Sadly, despite the BCA featuring a number of Australia’s worst profiteers and price gougers in its membership ranks, there’s no evidence of inflation in the BCA’s rhetoric: a couple of years ago we were all going to be $10,000 better off if we did what the BCA wanted, but it’s now just $7000 each.
That none of the journalists involved appears to have noticed this shrinking of benefits, or remembered that the BCA produced exactly the same demand for reforms a couple of years ago — even when they themselves covered it — illustrates how absurd this endless cycle of “economic reform” debate is.
This week, Westacott appeared on ABC’s 7.30 to be interviewed by Sarah Ferguson, who appeared oblivious to the endlessly reheated nature of what the BCA is demanding. “This report, called ‘Seizing the moment’, so full of life and drama,” Ferguson — usually known as a ferocious interviewer — gushed to Westacott, who was allowed to repeat, unchallenged, the BCA’s easily disproved claims that company tax cuts would increase investment, productivity and wages.
But this media failure goes further.

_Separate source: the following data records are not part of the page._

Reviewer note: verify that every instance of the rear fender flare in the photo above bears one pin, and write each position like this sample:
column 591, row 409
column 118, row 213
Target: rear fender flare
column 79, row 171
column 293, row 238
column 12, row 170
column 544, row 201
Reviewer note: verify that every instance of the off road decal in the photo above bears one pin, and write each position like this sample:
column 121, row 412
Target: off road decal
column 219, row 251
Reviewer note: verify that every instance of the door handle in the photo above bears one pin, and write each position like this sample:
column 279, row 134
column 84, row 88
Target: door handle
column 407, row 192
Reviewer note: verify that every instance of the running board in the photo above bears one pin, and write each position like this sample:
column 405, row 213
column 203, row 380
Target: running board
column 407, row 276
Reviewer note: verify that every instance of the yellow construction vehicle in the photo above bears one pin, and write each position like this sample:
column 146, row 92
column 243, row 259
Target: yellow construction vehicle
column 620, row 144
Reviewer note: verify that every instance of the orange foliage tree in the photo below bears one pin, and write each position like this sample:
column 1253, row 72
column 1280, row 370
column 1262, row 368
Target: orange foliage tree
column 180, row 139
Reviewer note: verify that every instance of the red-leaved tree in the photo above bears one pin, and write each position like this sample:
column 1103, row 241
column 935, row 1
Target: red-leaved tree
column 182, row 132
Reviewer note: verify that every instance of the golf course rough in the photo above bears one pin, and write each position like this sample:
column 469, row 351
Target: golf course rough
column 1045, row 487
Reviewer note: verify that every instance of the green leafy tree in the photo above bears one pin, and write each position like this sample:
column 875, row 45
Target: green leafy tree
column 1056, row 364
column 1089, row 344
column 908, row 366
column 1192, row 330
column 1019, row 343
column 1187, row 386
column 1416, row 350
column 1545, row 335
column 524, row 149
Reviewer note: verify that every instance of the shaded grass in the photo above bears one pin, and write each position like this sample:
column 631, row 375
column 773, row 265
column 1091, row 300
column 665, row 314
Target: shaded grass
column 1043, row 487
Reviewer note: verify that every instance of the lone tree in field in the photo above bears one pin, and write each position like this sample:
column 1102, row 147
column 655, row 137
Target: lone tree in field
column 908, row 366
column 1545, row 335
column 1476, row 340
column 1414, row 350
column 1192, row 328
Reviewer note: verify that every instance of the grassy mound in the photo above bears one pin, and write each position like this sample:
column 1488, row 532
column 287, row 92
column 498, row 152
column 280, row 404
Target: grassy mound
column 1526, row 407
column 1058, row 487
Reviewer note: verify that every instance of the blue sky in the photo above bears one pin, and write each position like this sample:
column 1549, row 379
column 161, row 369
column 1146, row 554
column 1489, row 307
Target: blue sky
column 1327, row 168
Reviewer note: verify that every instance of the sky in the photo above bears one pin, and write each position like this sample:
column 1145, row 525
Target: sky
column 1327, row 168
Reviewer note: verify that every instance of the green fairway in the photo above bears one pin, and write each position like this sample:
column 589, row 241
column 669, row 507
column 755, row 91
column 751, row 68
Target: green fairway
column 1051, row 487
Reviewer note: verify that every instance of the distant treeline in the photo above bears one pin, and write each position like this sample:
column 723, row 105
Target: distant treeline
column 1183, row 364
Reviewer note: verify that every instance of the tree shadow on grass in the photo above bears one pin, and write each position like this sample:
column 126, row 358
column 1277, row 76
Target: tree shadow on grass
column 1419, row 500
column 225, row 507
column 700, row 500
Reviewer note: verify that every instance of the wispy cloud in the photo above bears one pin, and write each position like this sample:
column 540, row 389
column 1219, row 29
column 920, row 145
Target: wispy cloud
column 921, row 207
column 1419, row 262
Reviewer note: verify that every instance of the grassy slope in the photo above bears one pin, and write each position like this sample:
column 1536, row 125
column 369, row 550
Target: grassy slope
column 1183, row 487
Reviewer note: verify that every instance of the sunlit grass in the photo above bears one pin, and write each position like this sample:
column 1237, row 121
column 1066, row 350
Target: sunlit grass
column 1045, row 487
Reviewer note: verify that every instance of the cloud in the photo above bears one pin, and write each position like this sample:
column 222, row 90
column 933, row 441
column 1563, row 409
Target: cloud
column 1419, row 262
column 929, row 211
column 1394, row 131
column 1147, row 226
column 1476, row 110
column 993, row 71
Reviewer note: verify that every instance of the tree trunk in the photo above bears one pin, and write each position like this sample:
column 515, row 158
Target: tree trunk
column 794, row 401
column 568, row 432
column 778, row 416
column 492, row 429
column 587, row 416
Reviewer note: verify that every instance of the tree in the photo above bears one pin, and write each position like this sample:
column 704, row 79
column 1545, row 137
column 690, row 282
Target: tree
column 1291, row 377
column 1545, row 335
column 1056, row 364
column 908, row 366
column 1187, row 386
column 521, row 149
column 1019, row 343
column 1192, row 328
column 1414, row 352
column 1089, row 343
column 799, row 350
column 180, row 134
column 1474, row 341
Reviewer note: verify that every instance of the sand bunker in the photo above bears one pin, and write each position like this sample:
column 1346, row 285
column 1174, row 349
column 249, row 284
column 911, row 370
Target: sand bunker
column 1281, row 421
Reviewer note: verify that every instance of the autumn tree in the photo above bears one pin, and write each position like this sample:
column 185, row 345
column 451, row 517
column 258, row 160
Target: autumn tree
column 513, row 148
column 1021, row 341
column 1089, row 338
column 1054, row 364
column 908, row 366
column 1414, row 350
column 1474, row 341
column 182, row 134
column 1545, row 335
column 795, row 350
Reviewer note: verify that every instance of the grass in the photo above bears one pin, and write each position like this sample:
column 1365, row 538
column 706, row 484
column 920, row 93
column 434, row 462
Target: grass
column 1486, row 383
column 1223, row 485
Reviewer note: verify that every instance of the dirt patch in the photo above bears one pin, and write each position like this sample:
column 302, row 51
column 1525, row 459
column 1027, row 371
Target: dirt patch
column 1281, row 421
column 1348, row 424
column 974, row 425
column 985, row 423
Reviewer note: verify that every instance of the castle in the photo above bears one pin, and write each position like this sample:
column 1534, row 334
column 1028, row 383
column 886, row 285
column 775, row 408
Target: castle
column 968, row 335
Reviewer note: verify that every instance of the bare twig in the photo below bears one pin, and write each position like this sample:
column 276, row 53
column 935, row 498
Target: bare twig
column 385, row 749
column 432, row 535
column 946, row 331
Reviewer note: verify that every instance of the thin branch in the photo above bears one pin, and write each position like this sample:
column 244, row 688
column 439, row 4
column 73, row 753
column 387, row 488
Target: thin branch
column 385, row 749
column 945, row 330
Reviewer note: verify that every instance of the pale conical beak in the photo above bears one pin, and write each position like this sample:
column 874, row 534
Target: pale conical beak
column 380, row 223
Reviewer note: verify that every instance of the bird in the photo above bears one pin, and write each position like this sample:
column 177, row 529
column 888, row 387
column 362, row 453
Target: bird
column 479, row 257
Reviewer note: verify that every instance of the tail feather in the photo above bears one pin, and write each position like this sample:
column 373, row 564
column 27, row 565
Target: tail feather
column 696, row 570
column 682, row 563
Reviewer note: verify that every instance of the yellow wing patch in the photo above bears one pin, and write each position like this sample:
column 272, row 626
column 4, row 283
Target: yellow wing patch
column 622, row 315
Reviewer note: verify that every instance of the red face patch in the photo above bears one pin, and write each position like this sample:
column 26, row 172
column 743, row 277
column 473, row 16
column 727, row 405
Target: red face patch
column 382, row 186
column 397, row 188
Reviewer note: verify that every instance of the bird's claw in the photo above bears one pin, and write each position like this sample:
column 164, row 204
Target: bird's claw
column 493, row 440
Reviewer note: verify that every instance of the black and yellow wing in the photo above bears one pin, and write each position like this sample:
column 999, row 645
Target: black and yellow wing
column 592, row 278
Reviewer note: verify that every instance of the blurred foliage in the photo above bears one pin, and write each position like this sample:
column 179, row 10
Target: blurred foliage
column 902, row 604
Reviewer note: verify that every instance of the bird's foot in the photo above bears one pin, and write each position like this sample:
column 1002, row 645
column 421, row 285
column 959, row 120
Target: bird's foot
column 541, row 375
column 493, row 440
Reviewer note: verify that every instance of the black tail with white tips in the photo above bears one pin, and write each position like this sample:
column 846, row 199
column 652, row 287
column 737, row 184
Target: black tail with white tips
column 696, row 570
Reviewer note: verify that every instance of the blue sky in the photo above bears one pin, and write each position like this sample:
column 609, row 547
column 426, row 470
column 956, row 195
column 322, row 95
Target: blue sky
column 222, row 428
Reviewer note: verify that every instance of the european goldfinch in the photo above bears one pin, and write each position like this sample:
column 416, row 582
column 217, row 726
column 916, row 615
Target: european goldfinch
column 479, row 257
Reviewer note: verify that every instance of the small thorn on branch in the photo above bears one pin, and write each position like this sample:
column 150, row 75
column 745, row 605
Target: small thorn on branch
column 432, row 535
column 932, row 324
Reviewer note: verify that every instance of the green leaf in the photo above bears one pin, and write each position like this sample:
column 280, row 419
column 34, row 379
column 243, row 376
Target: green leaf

Rather than do their jobs and sceptically assess the claims of the BCA, journalists then added it to the political agenda of the day.
“Following the BCA’s report published this morning, do you accept a reformed blueprint to overhaul the industrial relations and tax system?” one witless journalist asked the prime minister on Monday. Treasurer Jim Chalmers took questions on it on Monday as well, and then was asked by Ferguson about it on 7.30 last night. Chalmers rightly rejected the idea of company tax cuts. This then spurred further analysis and comment from the press gallery about the government’s lack of appetite for big reform — with no journalist involved bothering to even factcheck the BCA’s lies about company tax cuts.
This is theatre of the absurd stuff. A pack of profiteers and gougers simply repeats the same drivel it has been uttering for at least a decade, slaps a different name on it, has it covered straight-faced by journalists who pretend they’ve never heard it before, leading to other journalists to quiz politicians about it as though it’s a legitimate matter of public debate, prompting chin-stroking commentary about the terrible state of politics.
It’s entirely vapid at best and deeply disingenuous at worst, a reflection of how shallow, amnesiac and incapable of original thought and scepticism mainstream media journalism is that this circle-jerk constitutes economic debate in Australia.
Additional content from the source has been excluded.